Oh pickles it’s Sunday night and I haven’t written a post yet for the week. I was also two days late for my Accountability Club email so I think it’s safe to say that the muse just isn’t with me this week. But such is the nature of my mind’s workings, that I’m once again going to jam in something of indifferent quality at the last minute just to keep my streak alive.
So I’ve got… nothing. So today I’m going to give myself a low-chance-of-success design challenge: A Party Game. Oh, I don’t mean I have a mechanic in mind! Heavens no. No I’m just going to write until an idea comes to me!
So let’s start big, with that old Experience-First approach. When I think of successful party game experiences, one of the key elements is limited time. A timer removes the potential for analysis paralysis, and does the neat trick of both raising and lowering the stakes. In the immediate term, the stakes are raised because of the limited decision space. In the longer term, the stakes are lowered because of the decreased investment and subsequent opportunity for repeat play. I also think the more players are engaged at once, the better; certainly there’s potential in making players long for their turn to come around, but is it worth the Quarter on the Arcade Cabinet frustration? For the purposes of our exercise, let’s say no; in fact, let’s go for simultaneous play, but with dropping in and out between rounds.
Alright, next up let’s talk about how we’re going to get engagement. You know what people love? Weighing in. Judging. Having a goddamn opinion. And you know what people have mixed feelings about, but which I love? A theme. It’s the damnedest thing - A significant amount of the time, I’d rather a Euro just be featureless white cards and counters but when it comes to party games I get annoyed at the abstractness. It’s almost like I have my preferences and my standards are more or less realistic or fair based on those preferences. ALMOST. So how about for our game? I want a leadership thing. Pirate captain would kind of necessitate some sort of underhanded mechanic, Office manager is too ironically mundane, how about a military paste-on? How about we name the game after a famous General: General Consensus.
So why General Consensus? General, because we’ll have two sides for every decision that the players will judge, with the General managing the proceedings. And Consensus because the game will be about best predicting or shaping the Group Mind.
Am I… just about to reinvent Quiplash? Hmm. Let me… put aside for the moment the ways in which I would move in a different direction from Quiplash. How about instead; A Tournament? Called Bracketeering? A topic (maybe just an adjective) is chosen by the previous round’s winner, and then each player submits an answer for it, and then the answers are put into a bracket and voted on.

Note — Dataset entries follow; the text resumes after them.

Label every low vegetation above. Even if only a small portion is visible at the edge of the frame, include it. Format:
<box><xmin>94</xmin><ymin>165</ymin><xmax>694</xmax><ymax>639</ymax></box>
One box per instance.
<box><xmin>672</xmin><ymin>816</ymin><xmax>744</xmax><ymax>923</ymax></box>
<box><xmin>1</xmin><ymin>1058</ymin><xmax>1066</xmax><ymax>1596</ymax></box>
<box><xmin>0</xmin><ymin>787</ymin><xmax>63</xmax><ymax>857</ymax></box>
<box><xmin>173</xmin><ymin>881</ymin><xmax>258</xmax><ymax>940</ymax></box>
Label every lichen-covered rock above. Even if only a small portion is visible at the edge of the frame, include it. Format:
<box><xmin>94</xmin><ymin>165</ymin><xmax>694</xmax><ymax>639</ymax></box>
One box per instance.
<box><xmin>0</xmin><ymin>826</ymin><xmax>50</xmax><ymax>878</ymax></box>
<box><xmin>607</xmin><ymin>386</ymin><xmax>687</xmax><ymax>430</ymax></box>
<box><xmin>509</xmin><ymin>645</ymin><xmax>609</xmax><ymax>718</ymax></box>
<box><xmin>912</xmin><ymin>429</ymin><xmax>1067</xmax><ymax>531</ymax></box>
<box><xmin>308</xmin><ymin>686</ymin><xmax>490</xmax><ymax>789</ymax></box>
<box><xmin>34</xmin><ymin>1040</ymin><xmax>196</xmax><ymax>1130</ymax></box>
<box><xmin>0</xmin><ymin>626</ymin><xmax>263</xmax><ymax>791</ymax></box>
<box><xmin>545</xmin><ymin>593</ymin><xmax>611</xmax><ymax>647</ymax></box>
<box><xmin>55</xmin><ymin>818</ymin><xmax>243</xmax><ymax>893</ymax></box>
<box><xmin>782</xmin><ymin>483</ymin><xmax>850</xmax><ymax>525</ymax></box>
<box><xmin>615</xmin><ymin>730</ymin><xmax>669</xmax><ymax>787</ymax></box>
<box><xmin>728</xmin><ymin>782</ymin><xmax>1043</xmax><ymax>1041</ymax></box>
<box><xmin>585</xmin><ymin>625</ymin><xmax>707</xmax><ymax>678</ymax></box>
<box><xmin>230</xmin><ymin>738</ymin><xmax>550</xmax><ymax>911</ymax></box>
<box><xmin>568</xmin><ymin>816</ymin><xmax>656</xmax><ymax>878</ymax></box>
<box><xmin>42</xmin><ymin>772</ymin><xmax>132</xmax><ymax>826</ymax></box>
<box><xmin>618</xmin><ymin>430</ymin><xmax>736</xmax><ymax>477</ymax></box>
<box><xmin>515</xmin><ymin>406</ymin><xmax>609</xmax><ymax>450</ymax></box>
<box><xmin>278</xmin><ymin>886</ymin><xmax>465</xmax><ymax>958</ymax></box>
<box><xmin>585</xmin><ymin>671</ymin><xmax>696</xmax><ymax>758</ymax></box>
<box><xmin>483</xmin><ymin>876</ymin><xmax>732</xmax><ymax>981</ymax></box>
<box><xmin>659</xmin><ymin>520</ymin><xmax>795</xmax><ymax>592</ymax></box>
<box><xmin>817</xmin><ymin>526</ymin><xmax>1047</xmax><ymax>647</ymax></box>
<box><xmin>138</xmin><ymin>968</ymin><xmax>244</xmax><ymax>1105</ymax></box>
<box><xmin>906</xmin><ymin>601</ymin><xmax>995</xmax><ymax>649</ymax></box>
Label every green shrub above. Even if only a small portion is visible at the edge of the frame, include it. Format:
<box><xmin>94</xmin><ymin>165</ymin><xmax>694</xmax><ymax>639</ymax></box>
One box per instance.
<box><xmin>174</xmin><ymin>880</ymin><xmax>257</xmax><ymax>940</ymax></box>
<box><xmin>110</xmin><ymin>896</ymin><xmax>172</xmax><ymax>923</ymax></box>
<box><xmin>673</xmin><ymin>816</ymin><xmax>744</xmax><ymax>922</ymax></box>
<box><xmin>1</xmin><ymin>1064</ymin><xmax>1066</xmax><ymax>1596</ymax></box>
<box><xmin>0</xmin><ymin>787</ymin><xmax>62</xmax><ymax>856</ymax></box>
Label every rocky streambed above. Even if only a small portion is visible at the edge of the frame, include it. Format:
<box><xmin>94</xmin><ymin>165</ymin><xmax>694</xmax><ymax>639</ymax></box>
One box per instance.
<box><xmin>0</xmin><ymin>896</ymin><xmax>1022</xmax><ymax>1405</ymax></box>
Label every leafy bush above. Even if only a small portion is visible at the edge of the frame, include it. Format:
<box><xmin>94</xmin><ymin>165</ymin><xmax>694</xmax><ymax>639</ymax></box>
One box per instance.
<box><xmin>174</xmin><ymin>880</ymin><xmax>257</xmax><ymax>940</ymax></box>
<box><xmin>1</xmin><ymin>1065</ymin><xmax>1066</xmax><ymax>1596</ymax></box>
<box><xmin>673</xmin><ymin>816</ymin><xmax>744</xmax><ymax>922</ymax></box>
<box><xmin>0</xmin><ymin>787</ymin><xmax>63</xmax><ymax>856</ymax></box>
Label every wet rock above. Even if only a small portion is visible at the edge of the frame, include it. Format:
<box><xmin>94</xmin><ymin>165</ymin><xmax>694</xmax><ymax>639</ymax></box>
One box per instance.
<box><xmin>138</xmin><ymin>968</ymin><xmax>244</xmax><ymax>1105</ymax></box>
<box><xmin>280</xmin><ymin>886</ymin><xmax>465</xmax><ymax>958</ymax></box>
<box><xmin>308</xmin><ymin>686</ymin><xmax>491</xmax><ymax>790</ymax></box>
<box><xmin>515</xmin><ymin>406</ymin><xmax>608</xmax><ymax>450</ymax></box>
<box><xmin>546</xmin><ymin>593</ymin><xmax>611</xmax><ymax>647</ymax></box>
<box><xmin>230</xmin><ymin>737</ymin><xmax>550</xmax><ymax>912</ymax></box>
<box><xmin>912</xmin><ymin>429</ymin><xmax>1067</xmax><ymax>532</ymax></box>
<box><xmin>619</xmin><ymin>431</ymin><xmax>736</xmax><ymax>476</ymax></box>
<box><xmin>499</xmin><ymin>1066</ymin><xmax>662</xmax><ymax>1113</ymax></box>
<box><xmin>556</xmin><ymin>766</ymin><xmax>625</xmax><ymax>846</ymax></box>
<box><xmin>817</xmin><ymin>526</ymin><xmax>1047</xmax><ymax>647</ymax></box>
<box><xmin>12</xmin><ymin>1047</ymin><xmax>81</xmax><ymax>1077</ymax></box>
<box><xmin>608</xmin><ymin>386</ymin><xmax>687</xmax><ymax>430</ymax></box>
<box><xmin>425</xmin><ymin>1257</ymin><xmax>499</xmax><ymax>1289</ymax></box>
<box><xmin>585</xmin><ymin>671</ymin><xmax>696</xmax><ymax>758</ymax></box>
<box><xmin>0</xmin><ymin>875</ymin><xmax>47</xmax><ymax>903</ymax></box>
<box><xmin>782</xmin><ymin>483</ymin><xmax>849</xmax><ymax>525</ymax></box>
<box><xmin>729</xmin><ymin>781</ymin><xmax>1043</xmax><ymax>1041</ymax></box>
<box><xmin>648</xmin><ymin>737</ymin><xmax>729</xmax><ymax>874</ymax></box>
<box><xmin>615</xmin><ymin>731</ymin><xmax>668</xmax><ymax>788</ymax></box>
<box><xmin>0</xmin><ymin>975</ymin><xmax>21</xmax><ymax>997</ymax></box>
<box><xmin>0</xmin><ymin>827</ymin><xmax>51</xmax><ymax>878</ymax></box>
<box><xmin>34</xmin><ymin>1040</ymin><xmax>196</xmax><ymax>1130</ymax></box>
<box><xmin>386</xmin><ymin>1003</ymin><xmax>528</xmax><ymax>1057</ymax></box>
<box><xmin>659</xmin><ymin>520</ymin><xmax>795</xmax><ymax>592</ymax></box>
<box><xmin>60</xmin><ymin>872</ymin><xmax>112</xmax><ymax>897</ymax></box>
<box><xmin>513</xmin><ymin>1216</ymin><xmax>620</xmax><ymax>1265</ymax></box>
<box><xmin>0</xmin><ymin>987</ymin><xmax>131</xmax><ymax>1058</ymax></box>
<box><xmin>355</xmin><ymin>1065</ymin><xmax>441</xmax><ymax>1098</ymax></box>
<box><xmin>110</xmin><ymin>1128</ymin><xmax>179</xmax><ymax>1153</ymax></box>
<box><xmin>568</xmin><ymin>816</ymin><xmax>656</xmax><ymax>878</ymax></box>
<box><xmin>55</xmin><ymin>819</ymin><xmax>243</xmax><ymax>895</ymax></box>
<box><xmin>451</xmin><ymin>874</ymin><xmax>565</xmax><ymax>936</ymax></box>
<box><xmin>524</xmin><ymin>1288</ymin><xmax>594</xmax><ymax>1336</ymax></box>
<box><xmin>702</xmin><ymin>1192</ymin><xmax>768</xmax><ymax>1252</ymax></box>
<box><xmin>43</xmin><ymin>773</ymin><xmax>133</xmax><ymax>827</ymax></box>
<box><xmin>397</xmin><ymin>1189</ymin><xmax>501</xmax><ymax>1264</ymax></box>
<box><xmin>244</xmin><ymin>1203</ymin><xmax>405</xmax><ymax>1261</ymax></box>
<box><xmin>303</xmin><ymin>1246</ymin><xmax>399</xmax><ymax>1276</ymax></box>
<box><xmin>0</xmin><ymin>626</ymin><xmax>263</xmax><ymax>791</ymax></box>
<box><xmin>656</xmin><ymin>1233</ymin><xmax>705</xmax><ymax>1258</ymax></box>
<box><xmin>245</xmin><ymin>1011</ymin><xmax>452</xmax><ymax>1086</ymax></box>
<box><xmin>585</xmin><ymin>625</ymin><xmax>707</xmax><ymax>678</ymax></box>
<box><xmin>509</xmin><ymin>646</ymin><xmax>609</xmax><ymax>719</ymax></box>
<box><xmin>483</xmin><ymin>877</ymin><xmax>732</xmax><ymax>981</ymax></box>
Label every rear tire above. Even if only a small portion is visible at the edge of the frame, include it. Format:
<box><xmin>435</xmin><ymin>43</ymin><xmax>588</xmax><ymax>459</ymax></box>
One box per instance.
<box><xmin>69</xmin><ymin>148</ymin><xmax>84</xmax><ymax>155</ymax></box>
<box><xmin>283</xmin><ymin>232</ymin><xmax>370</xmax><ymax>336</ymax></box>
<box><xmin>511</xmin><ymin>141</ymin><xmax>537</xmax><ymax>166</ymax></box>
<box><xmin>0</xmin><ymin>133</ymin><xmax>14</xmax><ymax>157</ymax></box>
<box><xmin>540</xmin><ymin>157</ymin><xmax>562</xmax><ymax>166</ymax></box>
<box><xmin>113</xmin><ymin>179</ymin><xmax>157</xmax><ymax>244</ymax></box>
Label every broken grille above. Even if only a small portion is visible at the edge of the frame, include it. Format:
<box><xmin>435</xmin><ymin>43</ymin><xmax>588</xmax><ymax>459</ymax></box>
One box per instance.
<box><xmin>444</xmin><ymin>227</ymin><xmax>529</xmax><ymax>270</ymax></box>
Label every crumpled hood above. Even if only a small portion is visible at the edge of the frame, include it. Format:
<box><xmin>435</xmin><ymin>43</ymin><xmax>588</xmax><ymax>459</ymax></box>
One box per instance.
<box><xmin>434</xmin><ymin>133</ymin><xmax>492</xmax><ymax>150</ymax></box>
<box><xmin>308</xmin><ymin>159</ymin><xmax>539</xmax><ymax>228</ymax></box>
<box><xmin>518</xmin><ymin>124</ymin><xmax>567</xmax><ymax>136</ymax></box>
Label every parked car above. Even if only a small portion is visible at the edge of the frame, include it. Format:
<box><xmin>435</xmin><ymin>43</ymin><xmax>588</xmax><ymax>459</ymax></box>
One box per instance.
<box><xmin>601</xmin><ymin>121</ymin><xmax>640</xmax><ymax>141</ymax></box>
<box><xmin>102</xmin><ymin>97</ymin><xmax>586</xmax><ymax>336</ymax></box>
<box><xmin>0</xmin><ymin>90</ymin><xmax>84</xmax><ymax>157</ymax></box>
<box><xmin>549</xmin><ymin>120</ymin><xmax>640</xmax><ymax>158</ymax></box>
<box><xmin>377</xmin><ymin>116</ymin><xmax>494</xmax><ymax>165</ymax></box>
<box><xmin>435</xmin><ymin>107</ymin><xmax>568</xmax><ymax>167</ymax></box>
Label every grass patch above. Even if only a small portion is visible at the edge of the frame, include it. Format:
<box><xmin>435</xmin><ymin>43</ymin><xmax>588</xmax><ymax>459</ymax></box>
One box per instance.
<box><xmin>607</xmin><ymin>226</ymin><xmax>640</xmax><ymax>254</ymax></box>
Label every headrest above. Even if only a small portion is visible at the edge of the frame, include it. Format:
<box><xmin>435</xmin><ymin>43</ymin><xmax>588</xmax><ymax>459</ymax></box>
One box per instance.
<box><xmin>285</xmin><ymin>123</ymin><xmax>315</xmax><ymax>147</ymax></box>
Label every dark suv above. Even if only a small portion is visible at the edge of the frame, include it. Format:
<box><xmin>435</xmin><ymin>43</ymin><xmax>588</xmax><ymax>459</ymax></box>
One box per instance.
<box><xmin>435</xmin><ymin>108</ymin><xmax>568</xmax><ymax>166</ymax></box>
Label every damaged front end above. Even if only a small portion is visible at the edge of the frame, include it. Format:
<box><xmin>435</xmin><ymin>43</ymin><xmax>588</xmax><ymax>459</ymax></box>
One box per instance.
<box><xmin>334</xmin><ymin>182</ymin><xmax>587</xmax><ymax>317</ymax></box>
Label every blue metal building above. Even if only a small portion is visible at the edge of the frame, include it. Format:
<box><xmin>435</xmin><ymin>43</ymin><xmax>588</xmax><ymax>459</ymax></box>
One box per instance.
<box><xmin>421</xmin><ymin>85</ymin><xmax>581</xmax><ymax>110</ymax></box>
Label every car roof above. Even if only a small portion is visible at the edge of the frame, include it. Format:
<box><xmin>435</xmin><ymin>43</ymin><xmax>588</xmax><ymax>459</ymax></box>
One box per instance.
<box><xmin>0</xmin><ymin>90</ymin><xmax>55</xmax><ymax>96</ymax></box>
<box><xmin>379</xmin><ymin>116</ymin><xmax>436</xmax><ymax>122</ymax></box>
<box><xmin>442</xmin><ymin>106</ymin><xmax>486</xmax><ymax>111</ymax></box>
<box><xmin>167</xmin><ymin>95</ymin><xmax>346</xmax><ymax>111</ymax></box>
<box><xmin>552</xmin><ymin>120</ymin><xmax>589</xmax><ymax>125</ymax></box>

For General Consensus, maybe it’s not about judging funny answers, but about superlatives. Who present is the most likely to (have a deep dark secret)? Outrun a bear? Be an undercover cop playing the long game? And the General is the person who has voted in the majority the most times; and the person who determines which two people are being considered for each superlative.
Both ideas feature lots of voting, and the timing thing comes down to twenty seconds to generate content and ten seconds per vote. Clear winners, lots of chances to drop out and come back in. So hey! Two for the price of one. And maybe I’ll write down some formal rules for Bracketeering, or come up with a set of cards for General Consensus. Anyway, that’s all for this week! Buhbye now.